Energy & Environment

Does the Gulf of Mexico Hold as Much Oil as Saudi Arabia?

Mexico’s giant Cantarell oil field, in the Gulf of Mexico off the Yucatan, was supposedly discovered in 1976 after a fisherman named Cantarell reported an oil seep in the Campeche Bay.  Last week, Mexico announced finding another giant oil field off Veracruz, the Noxal, estimated to hold more than 10 billion barrels of oil.

Exploration yielded surprising results. It turned out that Mexico’s richest oil field complex was created 65 million years ago, when the huge Chicxulub meteor impacted the Earth at the end of the Mesozoic Era.  Scientists now believe that the Chicxulub meteor impact was the catastrophe the killed the dinosaurs, as well as the cause for creating the Cantrell oil field.

The impact crater is massive, estimated to be 100 to 150 miles (160 to 240 kilometers) wide.  The seismic shock of the meteor fractured the bedrock below the Gulf and set off a series of tsunami activity that caused a huge section of land to break off and fall back into the crater under water. 

Proponents of the abiotic, deep-earth theory of the origin of oil point argue that the deep fracturing of the basement bedrock at Cantarell caused by the meteor’s impact was responsible for allowing oil formed in the Earth’s mantle to seep into the sedimentary rock that settled in the huge underwater crater.  Geologists have documented that the bedrock underlying the crater shows “melt rock veinlets pointing to large megablock structures as well as a long thermal and fluid transport” as part of the post-impact history. In other words, the bedrock at Cantarell did suffer sufficiently severe fracturing to open the bedrock to flows of liquids and gases from the deep earth below. 

An important, but neglected, study of the bedrock underlying the Saudi oil fields provided strong evidence that the oil fields resulted from fractures and faults in the basement rock, not from a disproportionately large number of dinosaurs having died for some reason or another uniquely on the Arabian Peninsula.   The study published in 1992 by geologist H.S. Edgell  http://perso.wanadoo.fr/brcgranier/gmeop/Edgell_1992.htm  argued that the Saudi oil fields, including the giant field at Ghawar, were “produced by extensional block faulting in the crystalline Precambrian basement along the predominantly N-S Arabian Trend which constitutes the ‘old grain’ of Arabia.”  

In other words, according to the abiotic, deep earth theory of oil’s origin, we do not have to assume that all the dinosaurs herded like Elephants to Saudi Arabia at the end of the Mesozoic Era, where they died in a giant heap that produced oil.  Bedrock cracks, whether or not due to meteor impacts, can serve to open the above sedimentary layers to trap oil deposits seeping upward.

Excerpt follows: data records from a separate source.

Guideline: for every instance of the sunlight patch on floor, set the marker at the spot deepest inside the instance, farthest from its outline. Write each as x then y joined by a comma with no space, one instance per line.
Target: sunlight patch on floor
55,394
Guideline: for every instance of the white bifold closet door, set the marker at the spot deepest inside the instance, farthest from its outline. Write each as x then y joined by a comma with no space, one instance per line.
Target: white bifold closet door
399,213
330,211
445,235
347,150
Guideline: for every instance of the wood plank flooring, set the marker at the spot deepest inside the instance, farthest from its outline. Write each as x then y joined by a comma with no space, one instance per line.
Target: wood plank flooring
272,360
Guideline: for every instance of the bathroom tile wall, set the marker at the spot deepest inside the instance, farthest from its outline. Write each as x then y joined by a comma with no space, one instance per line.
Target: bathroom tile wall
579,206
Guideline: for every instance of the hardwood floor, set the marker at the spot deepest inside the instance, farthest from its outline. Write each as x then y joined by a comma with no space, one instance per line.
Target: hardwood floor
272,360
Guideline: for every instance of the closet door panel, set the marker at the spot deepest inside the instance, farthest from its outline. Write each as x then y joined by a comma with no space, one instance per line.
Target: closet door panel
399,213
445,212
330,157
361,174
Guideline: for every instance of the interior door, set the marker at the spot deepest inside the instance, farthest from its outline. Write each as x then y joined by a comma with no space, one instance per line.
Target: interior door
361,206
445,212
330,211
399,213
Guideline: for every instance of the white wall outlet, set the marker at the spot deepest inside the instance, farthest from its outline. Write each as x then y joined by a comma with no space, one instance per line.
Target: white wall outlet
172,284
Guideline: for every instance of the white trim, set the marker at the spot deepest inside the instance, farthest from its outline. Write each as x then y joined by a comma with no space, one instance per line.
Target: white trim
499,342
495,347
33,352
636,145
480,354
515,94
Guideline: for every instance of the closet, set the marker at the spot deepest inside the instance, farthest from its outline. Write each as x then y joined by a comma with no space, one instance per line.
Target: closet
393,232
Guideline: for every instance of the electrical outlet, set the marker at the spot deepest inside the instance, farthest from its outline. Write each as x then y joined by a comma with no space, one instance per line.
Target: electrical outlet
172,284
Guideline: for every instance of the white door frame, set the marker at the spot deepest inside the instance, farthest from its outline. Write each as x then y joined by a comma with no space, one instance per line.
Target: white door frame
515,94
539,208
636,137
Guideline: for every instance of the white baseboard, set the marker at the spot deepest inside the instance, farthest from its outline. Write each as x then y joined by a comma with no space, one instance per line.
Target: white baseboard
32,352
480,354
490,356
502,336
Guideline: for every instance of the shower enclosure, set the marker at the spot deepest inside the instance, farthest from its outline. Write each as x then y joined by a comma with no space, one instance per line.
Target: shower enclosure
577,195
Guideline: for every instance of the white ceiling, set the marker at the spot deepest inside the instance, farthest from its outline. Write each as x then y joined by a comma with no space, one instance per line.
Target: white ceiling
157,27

Until the 1960s, geologists considered collisions of extraterrestrial objects with the Earth as interesting, but not necessarily important.  Since Cantarell was discovered, geologists have come to realize that the intense shock waves generated in meteor impact events have significantly shaped Earth’s surface, distributed its crust, and fractured its bedrock.  Over 150 individual geological structures, many masked over by subsequent sedimentary deposits, have been identified as important, ranging from circular impact bowls measuring from only a few kilometers in diameter to as much as 200 kilometers (approximately 125 miles) in diameter.  Moreover, Cantarell has stimulated interest in meteor impact structures as potential locations to explore in order to find oil producing sites. 

In recent years, we have only begun exploring the Gulf of Mexico for oil.  So far the results are impressive.  Instead of imploring Congress to examine the oil producing potential of wood chips and switch grass, President Bush may be better advised to press ahead to extend oil exploration into the Gulf of Mexico to the limits current technology will permit.

Wouldn’t the Bush administration and other “peak oil” advocates be surprised to find that a resource as close as the Gulf of Mexico might just rival the 260 billion barrels of oil reserves Saudi Arabia currently claims?